The Privilege of Privilege
Who says the wealthy, the (once) powerful, the celebrities among us don't have a leg up on the rest of us? Time and again we've seen how strings can be pulled, and the manner in which the justice system is applied unequally to benefit those with contacts, with happily expendable incomes, with the egotistical assurance that they are singularly entitled to special considerations denied all others.
Empowering them to duck legal repercussions for their socially harmful actions.
The Ontario Court of Appeal has ruled in support of a lower court's decision to acquit Margaret (Kemper) Trudeau of drunk driving charges. This former wife of a former prime minister of Canada took advantage of her Charter rights, a primary entitlement through Canada's Constitution, brought into law by her ex-husband, Pierre Trudeau. Her lawyer was successful in convincing a judge that her rights had been infringed upon.
She was operating a motor vehicle, and erratically enough to alert a police officer to her unfit state. She was charged with having in excess of 80 milligrams of alcohol to 100 millilitres of blood in her system. She failed the initial test administered on site, and a second at the police station, where the sample registered 107 milligrams of alcohol in 100 millilitres of blood, reflecting the original on-site test result.
She was clearly inebriated, drunk, not in possession of her full physical or mental faculties. Yet her lawyer brought forward a case in her defence, that she had been arbitrarily detained and subjected to unreasonable search. And that her right to the lawyer of her choice had been infringed upon by police. Oh dear, her rights had been infringed. Her right as an elitist social figure, as opposed to the rights of others whom her impaired driving might have imperilled.
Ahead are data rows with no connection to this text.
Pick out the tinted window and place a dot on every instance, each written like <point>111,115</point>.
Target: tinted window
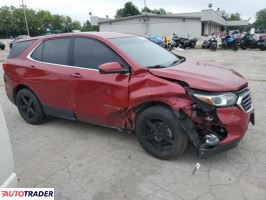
<point>37,54</point>
<point>56,51</point>
<point>19,47</point>
<point>89,53</point>
<point>144,52</point>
These suggested "breaches" worked their magic. Privilege has its countless perks, and money can buy the clever intervention of unprincipled lawyers. The superior court justice ruled that the evidence obtained against this woman - those damning blood alcohol readings - would have to be excluded as evidence at the trial. No evidence, flimsy trial: acquittal. How dreadfully clever.
Ontario's current standard of the legal blood alcohol limit for drunk driving stands at 0.08%. The Canadian Medical Association has a problem with this. As it happens, the international medical community is agreed that impairment of function exists at 0.05%. Which is why the CMA and the lobby group Mothers Against Drunk Driving have called on the federal government to lower the legal blood alcohol limit to 0.05%
Doctors, after all, are the first-line workers who respond to the effects of drinking and driving, through the injuries and deaths resulting from impaired driving. It's estimated that impaired drivers kill an average of 4.5 Canadians, and injure an additional 125 people every day. If that's not a national emergency, then what is? It's entirely preventable with diligent application of the law.
Countries like Austria, Belgium, Denmark, France, Germany and Australia have lowered their legal blood alcohol limit to 0.05%.
Just coincidentally, another drunk driver, a 31-year-old male, has been convicted and sentenced to eight months in jail for driving with three times the legal limit when a spectacular crash occurred, his vehicle flipping over, smashing into hydro poles, and one of two passengers in his vehicle was seriously injured. This man too had a problem with alcohol, only his lawyers weren't as convincing as Margaret Trudeau's.
The very same month and year - November 2005 - when Ms. Trudeau's arrest occurred, this man, Jon Johnston, had been drinking with his fiancee and her uncle. They were clearly inebriated, their behaviour leading to an unfortunate accident when a taxi driver refused to take them as customers due to their state of inebriation, and in his haste to depart, accidentally dragged the man's fiancee 1.4 kilometres to her death.
The judge who sat on Mr. Johnston's case expressed sympathy for his grief, given as a reason for his inebriated state, a year later, while driving and causing the single-car accident. His grief, however, could not excuse his condition, said the judge. There are "no circumstances when this is acceptable", she ruled. "The message has to be clear."
And so it should be. No exceptions. The right of the public to safety and security must surely trump the rights of an individual who feels secure in the knowledge that she is singularly entitled, and may do as she wishes, including placing other drivers in danger through her anti-social behaviour. Alcohol consumption is still the major component of crash rates.
The Province of Ontario has put drivers on notice that henceforth dangerous drivers would be spied upon from overhead, as Ontario Provincial Police take possession of a single-engine Cessna 206 equipped with sophisticated cameras capable of viewing hundreds of vehicles simultaneously. Its primary purpose, to apprehend drunk drivers, among others.
Community Safety and Correctional Services Minister of Ontario claims aggressive enforcement would result in "safe driving and help us catch and punish those who endanger lives on our roads."
Unless you happen to be singularly entitled, can hire pricey lawyers who know their way around the system, and have the sympathy of the judicial system on your side. All things being equal. And clearly, they're not.